The way he says bad girl does bad, terrible, naughty things to my insides. His words make my stomach twist and turn, and they make my panties wet because when he speaks to me like this, all I can think about is writhing beneath him covered in sweat.
Fuck.
I’m in so much damn trouble.
Instead of taking the bait and protesting that I’m innocent, I simply shrug.
“So what if I am?” I say.
“You don’t seem like the bad girl type,” Harrison looks slightly confused, as though he’s trying to figure out whether I have a legitimate reason to be waiting outside of study hall.
I don’t.
I don’t have a good reason at all. Soon he’s going to realize that, especially if he, too, has detention today.
Suddenly, the door opens and all of the students who were in study hall stream out quickly. They’re all busy talking and laughing, and nobody so much as notices Harrison and me.
He looks at me and then to the open door.
“Shall we?” He gestures to it.
“Um, yeah,” I whisper, gulping.
Here goes nothing. I push myself off of the wall and enter the room. I go to the teacher at the front of the room. She takes down my name, and then she gestures to the desks.
“Sit anywhere,” she says. “Hello, Harrison.”
“Hello, Miss Amber.” Harrison sounds wildly confident and comfortable with the teacher. She’s a new instructor, or maybe a substitute. I’ve never seen her before. She’s tall and beautiful and she seems fierce and determined. She’s not at all like Mrs. Miller: the teacher who usually runs study hall and detention.
“Have a seat, Harrison.”
“Of course, Miss Amber.”
To my dismay, and to my surprise, and to my total horror, Harrison carefully considers every desk in the room before choosing the one directly next to me. If Miss Amber thinks it’s weird, she says nothing. She picks up her phone and does something on it – maybe sends a text, I’m not sure. Then she pulls out a stack of papers and starts grading them.
So this is it, then.
I just sit here silently.
Maybe I should do homework or pretend to read a book. I can feel Harrison staring at me, and I don’t know why. We all know that he’s not interested in me. Right? There’s literally no way that a guy like him would like me at all.
Not that I want him to.
It would probably be best for me, and for everyone, if Harrison O’Conner simply forgot I existed.

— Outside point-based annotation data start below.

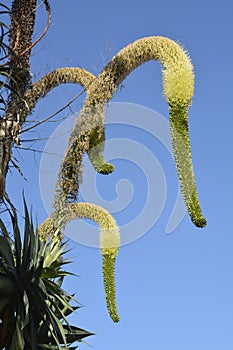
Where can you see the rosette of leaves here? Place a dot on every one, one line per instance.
(33, 306)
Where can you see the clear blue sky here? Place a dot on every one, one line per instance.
(174, 291)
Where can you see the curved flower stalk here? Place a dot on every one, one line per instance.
(109, 242)
(10, 129)
(178, 85)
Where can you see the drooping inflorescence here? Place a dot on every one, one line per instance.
(178, 84)
(109, 242)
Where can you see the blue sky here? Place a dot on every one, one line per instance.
(174, 291)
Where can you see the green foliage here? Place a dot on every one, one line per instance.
(109, 241)
(33, 306)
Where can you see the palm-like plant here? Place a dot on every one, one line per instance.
(33, 305)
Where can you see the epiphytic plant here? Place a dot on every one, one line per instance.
(178, 84)
(88, 133)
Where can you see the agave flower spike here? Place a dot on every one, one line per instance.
(109, 242)
(178, 87)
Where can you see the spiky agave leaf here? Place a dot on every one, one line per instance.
(33, 306)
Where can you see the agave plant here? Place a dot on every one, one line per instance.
(33, 306)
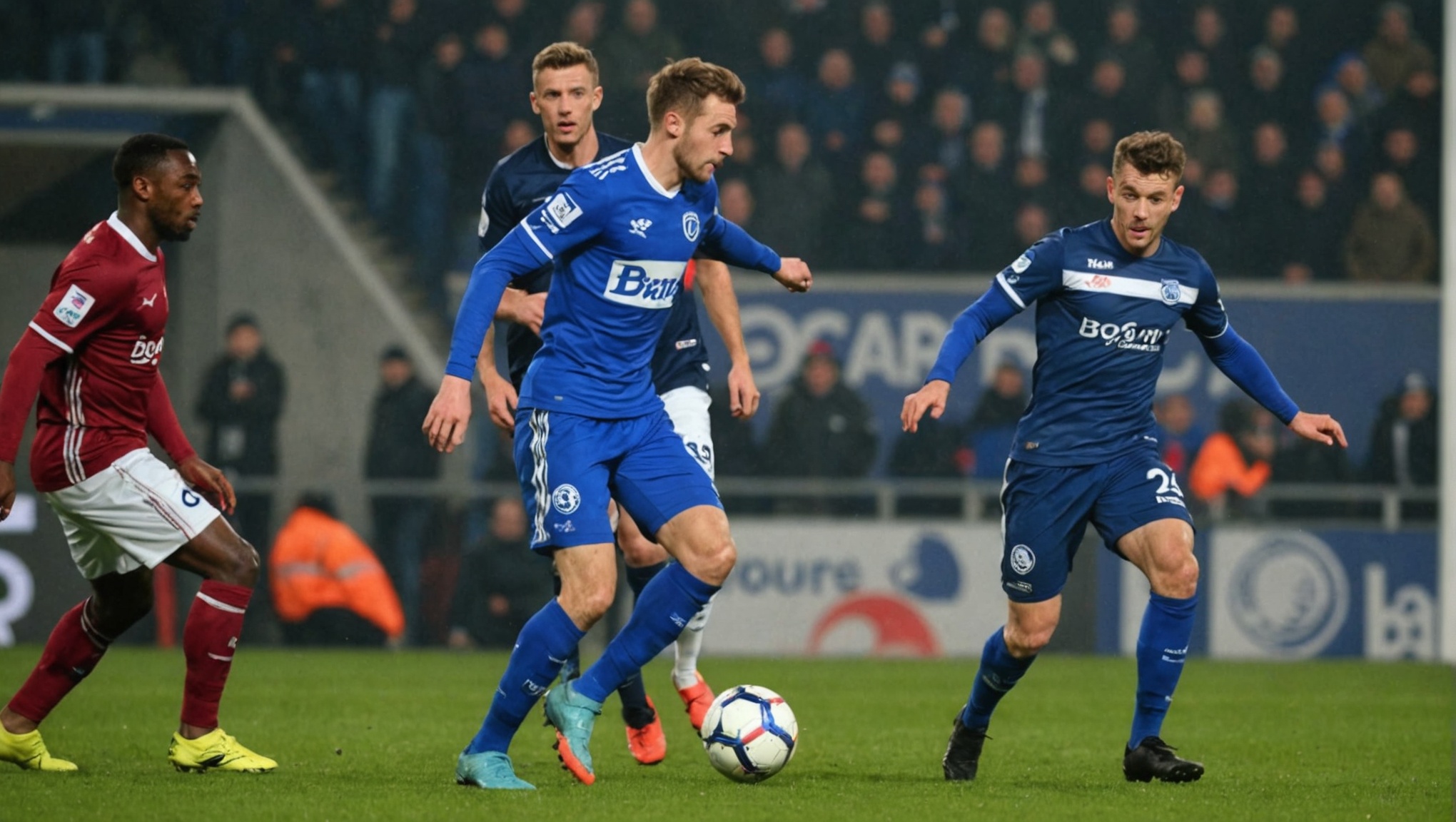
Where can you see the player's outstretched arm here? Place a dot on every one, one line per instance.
(715, 281)
(523, 309)
(449, 414)
(931, 397)
(1318, 427)
(500, 393)
(795, 275)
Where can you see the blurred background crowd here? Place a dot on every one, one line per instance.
(924, 136)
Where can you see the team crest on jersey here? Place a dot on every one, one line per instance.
(1023, 561)
(562, 210)
(74, 306)
(565, 498)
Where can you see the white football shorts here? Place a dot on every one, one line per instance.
(134, 514)
(687, 407)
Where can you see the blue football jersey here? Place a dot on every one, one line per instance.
(620, 243)
(1103, 322)
(520, 183)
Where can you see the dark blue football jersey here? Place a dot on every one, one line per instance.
(1103, 322)
(519, 185)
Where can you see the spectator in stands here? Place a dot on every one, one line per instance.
(874, 226)
(630, 56)
(501, 582)
(326, 584)
(1213, 223)
(934, 245)
(1210, 35)
(836, 113)
(1311, 236)
(879, 47)
(736, 203)
(984, 220)
(1405, 438)
(76, 31)
(1208, 137)
(1395, 54)
(1267, 95)
(1391, 239)
(1180, 437)
(820, 427)
(396, 452)
(1353, 78)
(942, 144)
(241, 403)
(1132, 50)
(1233, 463)
(1420, 172)
(794, 196)
(988, 60)
(333, 44)
(779, 91)
(1265, 206)
(1041, 32)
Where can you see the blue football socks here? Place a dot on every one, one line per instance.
(1162, 646)
(662, 612)
(543, 645)
(998, 674)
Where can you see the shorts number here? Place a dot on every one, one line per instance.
(1167, 482)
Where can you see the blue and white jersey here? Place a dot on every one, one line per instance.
(1103, 320)
(620, 243)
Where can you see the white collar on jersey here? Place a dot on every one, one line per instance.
(126, 235)
(651, 181)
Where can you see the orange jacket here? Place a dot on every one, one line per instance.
(1220, 467)
(319, 562)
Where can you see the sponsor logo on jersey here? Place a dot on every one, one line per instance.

It would make things so much easier when I escaped.
That’s what I’ll think about while I’m here: getting away. Although, as graduation grows nearer, I’m not so ignorant that I don’t think Frank has a contingency plan in place. He has to know that I’ll try to run. He’s going to do something to keep me where I am, and I don’t know what.
Nothing is going to ruin this guy’s life plan for his son. I mean, he basically brought a child bride and raised it to be Harrison’s picture-perfect wife.
What would Harrison think if he knew?
Is his father ever going to tell him?